28 Şubat süreci ve post-modern darbeler Uluslararası Darbe Sempozyumunda konuşuldu

A
A
A
28 Şubat süreci ve post-modern darbeler Uluslararası Darbe Sempozyumunda konuşuldu

Adnan Menderes Üniversitesinin düzenlediği Uluslar arası Darbe Sempozyumunda konuşan gazeteci Kenan Alpay, “Darbeciler çok cesur olarak gözükseler de aslında çok korkak ve ödlek kişilerdir” dedi.

Adnan Menderes Üniversitesinin düzenlediği Uluslar arası Darbe Sempozyumunda konuşan gazeteci Kenan Alpay, “Darbeciler çok cesur olarak gözükseler de aslında çok korkak ve ödlek kişilerdir” dedi.



Adnan Menderes Üniversitesinin ev sahipliği yaptığı Uluslararası Darbe Sempozyumunun ikinci günü “28 Şubat Süreci ve Post-Modern Darbe Söylemi” konulu oturumla başladı. Panele konuşmacı olarak katılan Üsküdar Üniversitesi Öğretim Üyesi Doç. Dr. Merve Kavakçı ve Yeni Akit Gazetesi yazarı Kenan Alpay 28 Şubat sürecinde yaşananlar ve post-modern darbe söylemi hakkında katılımcılara bilgiler aktardı.



28 Şubat sürecinin önemli simalarından olan Doç. Dr. Merve Kavakçı, dönemde yaşadıklarını anlattı. Başörtüsü yasağının tüm ailesini mağdur etiğini ifade eden Kavakçı, yaşamı boyunca bu sorunla mücadele ettiğini belirtti. Arap Baharında Tunus ile başlayan kıvılcımın giderek yayıldığına işaret eden Kavakçı, “O dönemde Amerika’da yaşadığım için Büyük Orta Doğu projesinde taşeronluğun FETÖ’ye verildiğinin farkına varmıştım. Ancak dalga dalga yayılan bu süreçte tek söz geçiremedikleri bir ülke vardı. Ekonomik ve siyasi baskılara ve de tepelerine bombalar yağdırmalarına rağmen Türk milletini boyunduruk altına alamadılar. 28 Şubat ve diğer darbeler sadece iç veya dış kaynaklı değil. Bunların ortaya çıkması dahili ve harici tüm işbirliklerin bir araya gelmesiyle ortaya çıktı. Tüm bunlara rağmen halen Türkiye’de dimdik ayakta duran bir hükumet var” dedi.

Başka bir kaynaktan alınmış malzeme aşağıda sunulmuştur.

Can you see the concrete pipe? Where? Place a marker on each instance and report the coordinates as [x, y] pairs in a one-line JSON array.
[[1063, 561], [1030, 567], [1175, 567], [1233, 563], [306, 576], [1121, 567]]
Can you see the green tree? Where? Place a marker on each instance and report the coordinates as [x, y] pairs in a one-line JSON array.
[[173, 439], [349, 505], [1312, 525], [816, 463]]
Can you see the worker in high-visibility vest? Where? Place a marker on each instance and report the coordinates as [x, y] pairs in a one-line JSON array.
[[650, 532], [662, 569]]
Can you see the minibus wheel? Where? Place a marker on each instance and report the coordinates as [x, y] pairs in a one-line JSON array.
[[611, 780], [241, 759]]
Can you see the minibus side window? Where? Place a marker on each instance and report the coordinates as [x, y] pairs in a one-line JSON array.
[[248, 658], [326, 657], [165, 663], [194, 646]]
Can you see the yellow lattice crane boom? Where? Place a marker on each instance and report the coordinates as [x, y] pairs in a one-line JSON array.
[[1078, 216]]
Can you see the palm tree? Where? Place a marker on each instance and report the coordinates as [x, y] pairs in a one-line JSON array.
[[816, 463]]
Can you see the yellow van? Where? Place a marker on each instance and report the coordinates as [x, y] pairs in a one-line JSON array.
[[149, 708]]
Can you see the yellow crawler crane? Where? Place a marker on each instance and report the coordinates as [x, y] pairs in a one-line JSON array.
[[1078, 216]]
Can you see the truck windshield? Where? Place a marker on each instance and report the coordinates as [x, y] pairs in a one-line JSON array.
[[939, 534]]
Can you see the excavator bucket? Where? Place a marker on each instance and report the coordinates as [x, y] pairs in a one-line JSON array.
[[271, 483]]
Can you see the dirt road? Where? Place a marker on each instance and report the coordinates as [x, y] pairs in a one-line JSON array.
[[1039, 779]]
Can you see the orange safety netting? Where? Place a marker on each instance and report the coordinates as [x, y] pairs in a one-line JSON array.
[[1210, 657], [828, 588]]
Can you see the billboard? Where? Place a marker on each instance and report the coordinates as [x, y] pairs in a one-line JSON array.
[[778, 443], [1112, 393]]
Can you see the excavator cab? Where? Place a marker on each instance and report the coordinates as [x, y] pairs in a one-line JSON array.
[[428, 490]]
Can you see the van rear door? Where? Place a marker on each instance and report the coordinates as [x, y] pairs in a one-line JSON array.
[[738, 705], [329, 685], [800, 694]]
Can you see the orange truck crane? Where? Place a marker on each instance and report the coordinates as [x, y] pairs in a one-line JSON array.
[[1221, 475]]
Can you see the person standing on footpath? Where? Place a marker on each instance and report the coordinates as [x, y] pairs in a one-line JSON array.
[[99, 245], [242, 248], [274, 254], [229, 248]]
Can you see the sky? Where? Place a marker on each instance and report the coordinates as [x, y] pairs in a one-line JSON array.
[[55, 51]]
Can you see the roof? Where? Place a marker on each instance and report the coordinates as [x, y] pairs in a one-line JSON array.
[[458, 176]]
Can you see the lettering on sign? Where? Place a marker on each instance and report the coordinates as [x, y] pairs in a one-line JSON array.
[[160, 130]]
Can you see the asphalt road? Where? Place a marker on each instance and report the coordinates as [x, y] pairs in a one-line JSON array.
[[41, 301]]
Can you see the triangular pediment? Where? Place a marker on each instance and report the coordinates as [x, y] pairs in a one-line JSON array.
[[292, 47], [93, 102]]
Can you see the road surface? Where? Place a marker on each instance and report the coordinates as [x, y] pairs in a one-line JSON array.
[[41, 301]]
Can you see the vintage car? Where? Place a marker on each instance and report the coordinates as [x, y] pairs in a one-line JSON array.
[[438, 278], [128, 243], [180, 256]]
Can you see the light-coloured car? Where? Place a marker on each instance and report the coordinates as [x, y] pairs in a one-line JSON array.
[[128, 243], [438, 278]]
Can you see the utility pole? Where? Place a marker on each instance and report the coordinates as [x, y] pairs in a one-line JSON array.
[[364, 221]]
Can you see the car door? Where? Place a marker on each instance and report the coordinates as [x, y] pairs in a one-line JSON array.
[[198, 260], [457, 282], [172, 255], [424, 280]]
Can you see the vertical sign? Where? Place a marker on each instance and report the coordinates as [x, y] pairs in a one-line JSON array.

“Darbeciler mahkemede çıkıp birbirlerini suçluyor”


28 Şubat süresi, darbeler ve 15 Temmuz hain darbe girişiminin birbirlerinden farklı değerlendirilmemesi gerektiğine işaret eden gazeteci Kenan Alpay ise, “Anti demokratik girişimlerine imza atanlar Türkiye’de ‘hep makbul vatandaşı’ oluşturmaya çalıştı. Devle hep toplumu mühendislikle şekillendirmeye çalıştı. Bunun son örneğini 15 Temmuz’da yaşadık. Fakat 28 Şubat sürecinde karşımızda Milli Güvenlik Kurumu vardı. 28 Şubat denildiğinde akla gelen en önemli şey siyasi iradenin sıfırlanması ve siyasi iradeyi destekleyenlerin karar değiştirmesi, değiştirilmiyorsa zor kullanılmasıdır. 28 Şubat’ta ‘Ilımlı İslam’ projesi uygulamaya kondu. Merve Hanıma Meclis’e hakaret eden Bülent Ecevit’e, ‘Eğer şefaatçi olabiliyor olsam ilk kişi Ecevit olurdu’ diyen, medya organlarında parlatılan bir hoca efendi vardı. 28 Şubat sürecinin hedefi başörtülüleri ve sakallıları terbiye etmekti. 28 Şubat sürecinin en büyük zarar verdiği kısım ekonomiydi. Dünya tarihinde belki bir olarak 21 banka battı ve Türkiye’deki yapı nedeniyle hepimizin bu bankaların zararlarını kapattık. 28 Şubat süresinin 1000 yıl süreciğini söyleyen kişi dönemin Genel Kurmay Başkanı Hüseyin Kıvrıkoğlu idi ama 28 Şubat sürecinin tüm aktörleri 2 yıl sonra ortadan yok olup gittiler. Darbeciler çok cesur olarak gözükseler de aslında çok korkak ve ödlek kişilerdir. Çünkü haktan değil, zulüm ve baskıdan yana oldular. Bakın çatı dava görülüyor. Çıkıp birisi erkekçe timleri ben kurdum, emirleri ben verdim diyebiliyor mu? Hayır, çıkıp suçu birbirlerinin üzerlerine atıyorlar. Bugün artık bir darbe tehdidi sıfır değildir, halen darbe heveslileri vardır. Türkiye’de darbe tehdidinin çok düşük olduğunu düşünüyorum çünkü demokrasisine sımsıkı bağlı bir Türk milleti var”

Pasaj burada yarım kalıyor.